NBN Tasmania pricing comparison

iPrimus, iiNet and Internode have all announced pricing for the NBN

The countdown to the first National Broadband Network (NBN) services is well and truly underway in Tasmania with Internet service providers iPrimus, Internode and iiNet all announcing pricing for their residential fibre-to-the-home (FTTH) services in the state.

Internode is the last of the three retail service providers taking part in the stage one NBN trials in Tasmania to announce broadband pricing. iPrimus and iiNet have already announced prices and begun taking customer orders for NBN services.

Below we have rounded up the plans and pricing for the three ISPs.

Internode

Internode has lowered the bar in terms of pricing, with entry-level FTTH plans in Tasmania costing just $29.95 per month — the ISP says this is $10 cheaper than its ADSL plans.

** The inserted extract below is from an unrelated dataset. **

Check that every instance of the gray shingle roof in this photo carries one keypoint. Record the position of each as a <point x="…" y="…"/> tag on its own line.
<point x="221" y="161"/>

Internode's plans are offered in three tiers according to speed — 25 megabits per second, 50Mbps and 100Mbps for download speeds, with upload speeds capped at 2Mbps, 4Mbps and 8Mbps respectively. There are 15 plans to choose from; the 25Mbps Entry-Line plans start from $29.95, the 50Mbps Mid-Line plans start from $39.95 and the 100Mbps High-Line plans start from $59.95. Each of these entry-level plans has a monthly data quota of 15GB. The largest Internode plan in terms of data allowance is 200GB per month and this will cost $109.95 on the Entry-Line, $119.95 on the Mid-Line and $139.95 on the High-Line plan. There are no excess data usage charges but the service is shaped to 128 kilobits per second for the rest of the month if customers exceed their quota.

Internode's NBN plans come without long-term contracts and early termination charges. The only commitment is a 'one month rolling contract', which means that customers pay one month's rental in advance for the service. Internode has further sweetened the deal by offering free fibre setup for customers in the northern Tasmanian towns of Smithton and Scottsdale and the Hobart suburb of Midway Point.

Standard landline telephone services are not yet available from Internode on the new network but customers can keep their existing landline services or go naked.

You can find out more info on Internode NBN pricing here.

iPrimus

iPrimus was the first off the blocks to announce its NBN prices. It's offering a 50 per cent discount on bundle plans for the first six months if customers sign up to a 24-month contract before 30 June. This plan includes local, national and mobile calls and broadband access, and also includes line rental, a wireless router (plus $9.95 for delivery) and free setup.

NBN phone and broadband bundles from iPrimus start with the iPrimus Max 89, which has a download speed of 25Mbps. It will cost $44.50 for the first six months (if you sign up before 30 June) and then $89 per month after that. iPrimus has gone with peak and off-peak quotas for its FTTH plans and the iPrimus Max 89 includes 5GB of data at peak times (10am-2am) and 10GB off-peak.

Similar to Internode, iPrimus is offering tiered options of Home (25Mbps), Fast (50Mbps) and Extreme (100Mbps) and each of its 12 plans can be bundled with a telephone service. These plans start at $49.95, $69.95 and $79.95 respectively for the standalone plans and all include a 15GB monthly data quota (5GB peak and 10GB off-peak).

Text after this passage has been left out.